Rua Doyers, esconderijo do Apotheke. Foto: Nina Raquel
Uma outra opção é o bar Apotheke, ainda mais impressionante. O bar se esconde em uma rua deserta do bairro de Chinatown e não possui nenhum tipo de identificação. Para encontrá-lo, a referência é o restaurante Nom Wah Tea Parlor. Quando se está na frente do restaurante, há uma pequena porta à esquerda que dá para o bar speakeasy Apotheke. A decoração, a atmosfera e os drinks são incríveis e sensação de que se está fazendo algo errado, mesmo não estado, também. Todas as quartas-feiras, o lugar tem uma noite especial chamada "Prohibition Sessions", ou Sessões da Proibição, onde os clássicos do jazz dos anos 20 e 30 são interpretados por um trio de cantoras maravilhosas.  

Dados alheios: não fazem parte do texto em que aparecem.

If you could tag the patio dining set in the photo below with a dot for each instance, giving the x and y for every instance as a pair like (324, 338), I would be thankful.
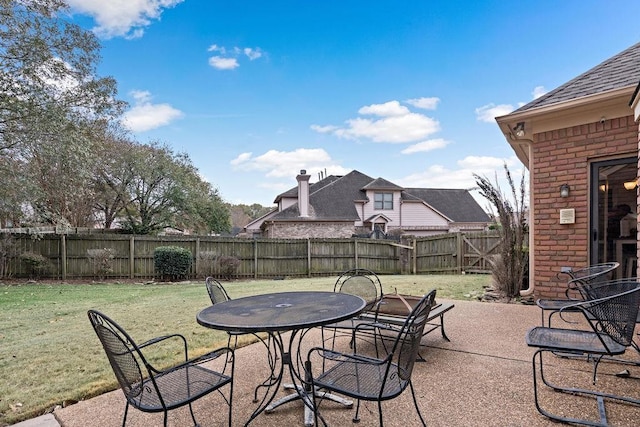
(384, 335)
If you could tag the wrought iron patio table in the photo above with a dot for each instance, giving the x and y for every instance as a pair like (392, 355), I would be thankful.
(275, 314)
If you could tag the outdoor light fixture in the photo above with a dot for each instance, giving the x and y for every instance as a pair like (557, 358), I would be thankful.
(519, 129)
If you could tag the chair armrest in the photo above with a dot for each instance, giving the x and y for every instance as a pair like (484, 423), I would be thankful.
(162, 338)
(326, 353)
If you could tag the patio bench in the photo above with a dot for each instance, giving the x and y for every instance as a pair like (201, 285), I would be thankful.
(392, 311)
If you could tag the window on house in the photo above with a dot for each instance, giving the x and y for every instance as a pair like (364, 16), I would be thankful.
(383, 201)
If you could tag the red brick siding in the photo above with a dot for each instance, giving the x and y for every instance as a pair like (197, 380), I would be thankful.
(563, 156)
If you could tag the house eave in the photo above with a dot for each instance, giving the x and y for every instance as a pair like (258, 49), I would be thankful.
(588, 109)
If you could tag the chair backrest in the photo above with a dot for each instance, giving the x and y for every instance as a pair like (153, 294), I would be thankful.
(407, 344)
(216, 291)
(584, 278)
(360, 282)
(614, 307)
(122, 352)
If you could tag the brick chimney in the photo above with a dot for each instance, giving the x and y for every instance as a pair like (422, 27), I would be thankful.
(303, 193)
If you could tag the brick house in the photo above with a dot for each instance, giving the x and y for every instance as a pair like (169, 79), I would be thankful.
(581, 138)
(356, 204)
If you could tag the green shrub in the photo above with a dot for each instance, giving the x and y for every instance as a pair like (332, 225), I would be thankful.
(172, 262)
(36, 264)
(228, 266)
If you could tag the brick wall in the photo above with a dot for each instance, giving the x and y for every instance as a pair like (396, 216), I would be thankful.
(563, 156)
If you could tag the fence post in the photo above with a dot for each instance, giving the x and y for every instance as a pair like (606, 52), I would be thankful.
(197, 254)
(132, 259)
(414, 262)
(355, 252)
(255, 258)
(308, 257)
(63, 250)
(460, 252)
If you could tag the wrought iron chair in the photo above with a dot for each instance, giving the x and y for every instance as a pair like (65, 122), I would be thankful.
(611, 314)
(217, 294)
(363, 283)
(150, 389)
(370, 378)
(577, 287)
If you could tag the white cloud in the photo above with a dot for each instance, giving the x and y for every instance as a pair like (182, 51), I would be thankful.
(252, 54)
(223, 63)
(391, 108)
(287, 164)
(396, 125)
(216, 48)
(144, 115)
(122, 18)
(538, 91)
(424, 103)
(424, 146)
(488, 113)
(323, 129)
(228, 59)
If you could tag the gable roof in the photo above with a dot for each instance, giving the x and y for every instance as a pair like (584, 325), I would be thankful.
(619, 71)
(330, 199)
(456, 204)
(333, 198)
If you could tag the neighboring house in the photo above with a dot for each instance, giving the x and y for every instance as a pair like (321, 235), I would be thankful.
(356, 204)
(581, 137)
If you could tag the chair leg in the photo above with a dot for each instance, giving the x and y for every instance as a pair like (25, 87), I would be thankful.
(415, 403)
(356, 417)
(599, 398)
(193, 417)
(126, 411)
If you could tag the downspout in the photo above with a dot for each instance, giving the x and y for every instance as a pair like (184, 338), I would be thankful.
(532, 262)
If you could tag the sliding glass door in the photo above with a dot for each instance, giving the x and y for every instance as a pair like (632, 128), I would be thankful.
(613, 213)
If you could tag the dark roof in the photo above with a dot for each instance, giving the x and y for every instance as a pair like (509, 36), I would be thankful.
(619, 71)
(456, 204)
(333, 198)
(381, 184)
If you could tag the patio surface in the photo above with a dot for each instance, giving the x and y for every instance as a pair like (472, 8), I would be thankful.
(482, 377)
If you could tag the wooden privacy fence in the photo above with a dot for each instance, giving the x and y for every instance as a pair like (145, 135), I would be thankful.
(68, 254)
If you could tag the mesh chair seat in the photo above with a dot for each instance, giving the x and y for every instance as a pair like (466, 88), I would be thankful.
(178, 386)
(578, 287)
(610, 310)
(574, 341)
(160, 390)
(359, 380)
(374, 379)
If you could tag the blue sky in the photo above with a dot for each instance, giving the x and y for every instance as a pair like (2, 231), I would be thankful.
(255, 91)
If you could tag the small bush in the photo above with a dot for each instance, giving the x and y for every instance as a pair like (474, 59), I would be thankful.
(228, 266)
(101, 259)
(36, 264)
(172, 262)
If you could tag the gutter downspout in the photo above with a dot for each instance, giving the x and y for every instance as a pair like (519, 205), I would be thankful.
(528, 143)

Café Moto, em Williamsburg (Brooklyn). Foto: Nina Raquel 
Ainda sobre o jazz, a era da proibição foi um período de acensão de grandes nomes do estilo, que tiverem um papel chave no chamado "prohibition-era jazz", nomes como Louis Armstrong, Bix Beiderbeck, Duke Ellington, Paul Whiteman e Bessie Smith são artistas que se destacaram imensamente nesse período e são interpretados e ouvidos com encantamento em bares speakeasy. No Café Moto, no bairro moderninho de Williamsburg, pode-se encontrar um quê de proibicão. Apesar de não estar tão disfarçado, o local também pode passar desapercebido por qualquer visitante descuidado. Localizado embaixo de uma ponte no Brooklyn, o café se mantém solitário no fim de uma rua escura. Uma porta pequena e uma bicicleta antiga pendurada no exterior do bar são as suas identificações. O lugar é pequeno e está sempre lotado. Se você não se importa em ficar encostando cotovelos com a pessoa da mesa ao lado, a agenda musical de jazz é impressionante. Dois dos melhores grupos de jazz que eu  já vi ao vivo, Jake Sanders Small Groups and Quintet e Baby Soda são residentes do Café Moto e se intercalam entre sextas-feiras e sábados. 

Proibida ou não, Nova York sabe como agradar e se reinventar quando o atual não é tão interessante pelo simples fato de estar ao alcance de qualquer um. Como no amor, algumas histórias são mais especiais pelo simples fato de não poderem se realizar. E algumas épocas são mais interessantes pelo simples fato de não termos estado lá.